1 Introduction
Nowadays, social networks are becoming an integral part of everyone's life. Along with the expansion of the social networks influence, the number of problems associated with them increases dramatically, including the volume of the offensive language in social media increase.
The challenge of the identifying the various types of hate speech (e.g., racism, aggression, misogyny) in social media is very complicated because of the different meaning of slurs and offenses depend on their context, a gender and type of users and another factors how it was shown in [1,2].
According to [3], it is possible to identify the main features that help to identify hate speech in social media (including, e.g., slurs in messages, problematic hashtags or criticisms of minorities without a well-founded argument). However, it should be noted that different types of offensive messages have different characteristics, for example, the authors of [4] demonstrated that sexist messages are more interactive and more attitudinal than racist ones.
In this article we describe the different approaches for solving the problem of recognizing automatically a specific category of hate speech recognition: misogynistic messages in social networks. We concentrate on the datasets from Twitter, because it is one of the largest and the most popular social media platform, where people have an opportunity to share their opinions.
The paper is organized as follows. Some relevant information about the problem of misogyny detection is described in Section 2. Section 3 presents the main principal approaches to deal with the task of misogynistic message identification. In Section 4, some shared tasks in this area are described and analyzed. In Section 5, we present our conclusions. The problem of misogyny detection in Twitter Misogyny is one of the most urgent problems of the modern world, so the problem of misogyny detection should be identified as a separate group of hate speech.
This group of offensive messages has its own characteristics and patterns. It includes many aspects, such as sexual harassment, the stereotypes associated with "stupid" women's behavior against male, objectification of the female body and a lot of other problems. Also note that despite the fact that the problem of misogyny detection in social media is quite new, the researchers have already enough data to speak about the linguistic features of misogynistic messages. It is necessary to create systems that are able to recognize this kind of aggressive language and to prevent its spread.

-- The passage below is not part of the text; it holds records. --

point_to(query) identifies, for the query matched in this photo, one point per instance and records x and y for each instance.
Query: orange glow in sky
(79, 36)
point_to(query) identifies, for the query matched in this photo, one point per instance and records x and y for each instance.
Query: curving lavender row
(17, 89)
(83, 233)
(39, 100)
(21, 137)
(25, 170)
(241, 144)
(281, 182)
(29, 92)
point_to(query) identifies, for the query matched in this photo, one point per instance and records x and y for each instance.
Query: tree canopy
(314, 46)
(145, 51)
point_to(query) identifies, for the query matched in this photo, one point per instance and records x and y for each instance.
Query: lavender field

Twitter is one of the most popular social media platforms, and therefore the study of its content and the misogyny detection in the messages on this platform is a serious problem. As described in [5], distinctive features of Twitter messages are the high speed of propagation of tweets, and the fact that some of the messages, including misogynistic ones, can stay there forever because of the possibility of retweeting.
Additionally, the problem is that users prefer to create their own social networks, so the misogynistic tweet can be amplified many times by the support and reposting of the user's 'friends'.

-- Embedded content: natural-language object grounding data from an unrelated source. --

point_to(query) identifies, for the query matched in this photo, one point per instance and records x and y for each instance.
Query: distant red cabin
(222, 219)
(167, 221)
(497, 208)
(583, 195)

It should be noted that in the case of misogyny detection in Twitter it is possible to use some metadata from users like geolocations, information which users posted at their profiles and links to external platforms (video and audio) from tweets.
2 Principal Approaches for Misogyny Detection
There are two principal approaches for detection offensive language and misogyny in particular in social media. One of them is based on the models created using classical machine learning approach. In [6], a model based on Support Vector Machines and K-fold cross-validation is presented , which achieves quite good result in the task of misogyny identification in Twitter.

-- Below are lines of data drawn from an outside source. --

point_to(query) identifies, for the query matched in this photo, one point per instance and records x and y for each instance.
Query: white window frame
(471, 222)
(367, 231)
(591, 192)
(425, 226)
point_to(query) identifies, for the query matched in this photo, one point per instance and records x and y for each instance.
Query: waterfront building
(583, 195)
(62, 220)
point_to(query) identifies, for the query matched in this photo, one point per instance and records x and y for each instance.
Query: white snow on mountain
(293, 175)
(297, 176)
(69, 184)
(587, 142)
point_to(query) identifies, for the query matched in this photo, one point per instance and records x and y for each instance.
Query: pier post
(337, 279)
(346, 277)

The authors of [7] created the ensemble of models using Logistic Regression, Naive Bayes and Support Vector Machines and achieved high results worked on the problem of offensive language connected with African-American people, plus-sized people and misogyny. Authors used data from the communities of active support and groups of haters for each target and achieved good results for all three classifiers (the best results for 'black' with Support Vector Machines: 0.81 accuracy, Logistic Regression for 'plus' target with 0.79 accuracy, Logistic Regression for 'female' target with 0.81 accuracy).
Another approach involves the use of neural networks, and these models show competitive results too. The authors of [8] took standard Convolutional Neural Networks (CNNs) with three convolutional layers and added a new GRU layer. GRU can be compared tothe popular Long Short-term memory networks (LSTMs), but these have three gates (input, output and forget gates), whereas GRU have only two gates (reset and update gates). This simpler structure allows us to train and generalize better on small datasets and they achieved very high results in case of classification of Twitter data for three different groups: sexist posts, racist messages and neither sexist nor racist tweets.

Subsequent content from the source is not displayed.